Lemon Meringue Pie
Ingredients
Lemon curd
- 3 lemons
- 4 eggs
- 150 g of sugar
- 50 g of butter
- 1 tablespoon of cornflour
- 1 pinch of salt
Sable pastry
- 150 g of Blédor Pâtissière
- 75 g of butter
- 40 g of sugar
- 1 pinch of salt
- 1 egg
Meringue
- 100 g of icing sugar
- 4 egg whites
Preparation
Dough
- Dice the butter.
- Put all the ingredients at the same time for about 1 minute in the mixer or mix all to form a very homogeneous dough. Leave to rest for about thirty minutes in the fridge.
Lemon curd
- Whisk the whole eggs vigorously with the powdered sugar in a large bowl until the mixture whitens and becomes frothy.
- Still mixing, add the juice and grated zest of the lemons as well as the melted butter and cornflour diluted in a tablespoon of water.
Baking
- Line a pie pan with a sheet of baking paper and the sablé pastry. With your fingers, stick the dough well to the edges and prick it with a fork. Pour the lemon curd directly onto the pie and bake for 35 to 40 minutes at 180°C until the cream is set and golden brown on top. Let cool to room temperature.

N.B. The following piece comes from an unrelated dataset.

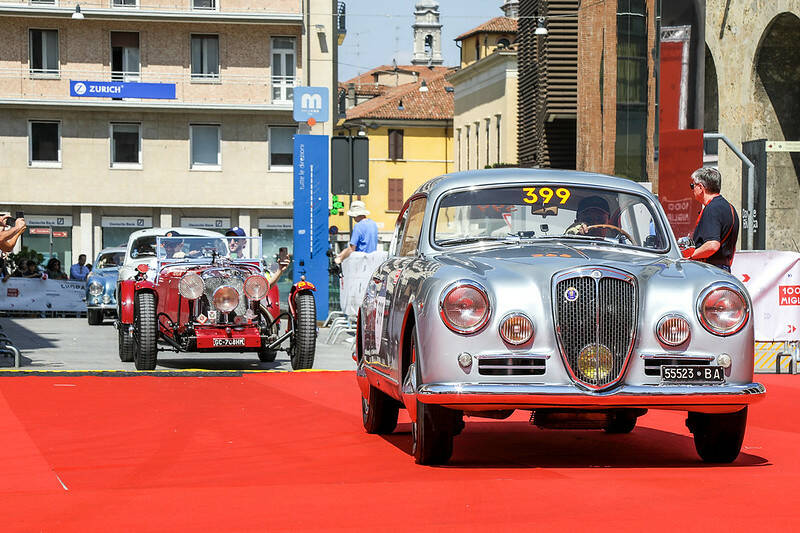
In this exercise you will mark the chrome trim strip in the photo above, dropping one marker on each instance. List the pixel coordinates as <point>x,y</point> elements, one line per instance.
<point>568,395</point>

- While the pie is baking and cooling, beat the egg whites with a pinch of salt until stiff. Add the icing sugar in two batches: one tablespoon of sugar when the egg whites start to rise, then the rest at high speed to tighten them. Once the pie has cooled, top it with meringue, distributing it evenly with a spatula. Decorate the pie by dipping a whisk into the meringue and then quickly lifting it to form wedges. Quickly grill, constantly keeping an eye on it to avoid burning.